What comes to mind when you think of sweet sixteen? Pool parties, backyard barbecues, bowling, movies, sleepovers, these are some of the common ways to celebrate. A coming of age party, a step closer to adulthood, a rite of passage, and now, for some, a tragedy all too familiar.
On his 16th birthday, Santa Clarita Saugus High School shooter opened fire and shot five students, two of whom have passed away.
Thousands gathered this Sunday to pay homage to Dominic Blackwell and Gracie Anne Muehlberger, and their grieving friends and family.

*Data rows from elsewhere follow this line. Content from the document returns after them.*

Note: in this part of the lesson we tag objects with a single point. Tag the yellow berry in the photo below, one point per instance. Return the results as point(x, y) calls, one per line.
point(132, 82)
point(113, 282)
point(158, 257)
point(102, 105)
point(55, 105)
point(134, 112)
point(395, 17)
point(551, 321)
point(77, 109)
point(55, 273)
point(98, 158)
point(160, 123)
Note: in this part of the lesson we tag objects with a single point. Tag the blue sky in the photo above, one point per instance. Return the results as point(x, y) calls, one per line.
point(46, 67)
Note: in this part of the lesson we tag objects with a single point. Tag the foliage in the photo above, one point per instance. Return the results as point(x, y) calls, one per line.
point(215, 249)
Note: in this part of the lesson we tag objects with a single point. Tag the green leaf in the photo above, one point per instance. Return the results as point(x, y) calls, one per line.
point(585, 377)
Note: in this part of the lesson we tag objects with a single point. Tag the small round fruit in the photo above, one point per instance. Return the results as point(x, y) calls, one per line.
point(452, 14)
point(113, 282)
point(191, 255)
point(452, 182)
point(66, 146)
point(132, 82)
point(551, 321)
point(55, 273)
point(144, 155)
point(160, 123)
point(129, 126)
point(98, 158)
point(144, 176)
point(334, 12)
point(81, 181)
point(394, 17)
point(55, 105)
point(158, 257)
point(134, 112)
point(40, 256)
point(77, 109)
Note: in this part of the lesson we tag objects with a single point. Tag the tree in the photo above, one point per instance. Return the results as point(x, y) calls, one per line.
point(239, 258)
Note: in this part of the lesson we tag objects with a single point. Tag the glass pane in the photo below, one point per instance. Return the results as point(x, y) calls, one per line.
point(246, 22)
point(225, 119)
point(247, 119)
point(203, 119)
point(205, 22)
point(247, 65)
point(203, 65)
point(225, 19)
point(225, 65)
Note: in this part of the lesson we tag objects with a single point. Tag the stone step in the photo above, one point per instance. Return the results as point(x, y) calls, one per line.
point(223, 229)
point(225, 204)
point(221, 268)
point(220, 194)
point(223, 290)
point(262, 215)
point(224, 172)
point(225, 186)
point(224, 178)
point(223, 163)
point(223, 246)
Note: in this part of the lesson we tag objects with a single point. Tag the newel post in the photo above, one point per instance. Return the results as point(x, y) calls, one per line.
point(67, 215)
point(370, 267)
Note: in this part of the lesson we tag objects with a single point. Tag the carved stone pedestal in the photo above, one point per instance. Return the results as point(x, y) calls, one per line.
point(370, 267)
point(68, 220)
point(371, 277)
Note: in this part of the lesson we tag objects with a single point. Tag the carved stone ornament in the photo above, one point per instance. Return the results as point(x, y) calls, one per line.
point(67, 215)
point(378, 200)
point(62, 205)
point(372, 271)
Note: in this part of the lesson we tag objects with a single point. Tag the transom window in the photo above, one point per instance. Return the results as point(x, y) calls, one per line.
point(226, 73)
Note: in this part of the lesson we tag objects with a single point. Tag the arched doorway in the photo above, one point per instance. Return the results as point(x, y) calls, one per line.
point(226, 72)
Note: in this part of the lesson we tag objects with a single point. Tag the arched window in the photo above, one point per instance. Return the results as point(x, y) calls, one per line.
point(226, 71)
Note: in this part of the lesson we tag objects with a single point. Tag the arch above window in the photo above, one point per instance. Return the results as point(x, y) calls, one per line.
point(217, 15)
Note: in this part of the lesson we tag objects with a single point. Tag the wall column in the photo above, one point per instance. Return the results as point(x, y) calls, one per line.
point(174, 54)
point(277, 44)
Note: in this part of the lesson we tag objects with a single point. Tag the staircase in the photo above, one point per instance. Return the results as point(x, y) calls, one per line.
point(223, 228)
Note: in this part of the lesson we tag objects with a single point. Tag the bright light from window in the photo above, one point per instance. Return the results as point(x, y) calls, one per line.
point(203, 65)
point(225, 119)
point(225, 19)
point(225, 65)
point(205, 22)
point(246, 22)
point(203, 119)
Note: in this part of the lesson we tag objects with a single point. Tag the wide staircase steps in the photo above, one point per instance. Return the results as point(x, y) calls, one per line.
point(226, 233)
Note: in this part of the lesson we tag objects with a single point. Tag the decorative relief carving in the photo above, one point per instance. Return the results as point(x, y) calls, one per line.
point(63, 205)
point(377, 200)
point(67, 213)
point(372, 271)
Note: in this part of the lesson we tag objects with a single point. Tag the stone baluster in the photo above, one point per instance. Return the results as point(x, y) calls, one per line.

Muehlberger's brother shared some precious moments and cherished memories, some from Gracie's last birthday party. Unfortunately,
Gracie or Dominic will never get the chance to celebrate their sweet sixteen. Two lives are lost, thousands scarred forever, because of gun
violence, once again.
Just this year, there were 85 school shootings recorded in the US.1 Children are the future, yet their present is filled with loss and
terror at such a young age. Student survivors face problems like PTSD, anxiety, substance abuse, and many others.
Ironically, violence and mental illness are still intertwined in public perception. However, evidence shows the opposite. People with
mental illnesses make up only a small proportion of violent offenders.2 In the media and everyday life, mental health is being referred to as
the cause of mass shootings while becoming their painful byproduct.
After a conflict, large mammals perform several rituals as ways to forgive and care for one another.
What about us humans? At this rate, what rituals will we have to come up with to heal? Until when should kids have to mourn their friends? How many more uncelebrated birthdays because of a lack of sensible gun laws?
"Saugus Strong!" was the goosebump-giving chant heard before the high school playoffs. Once again, even with tears in their eyes, the
younger generation shows what's it like to be strong. I just wish it wasn't their only given choice.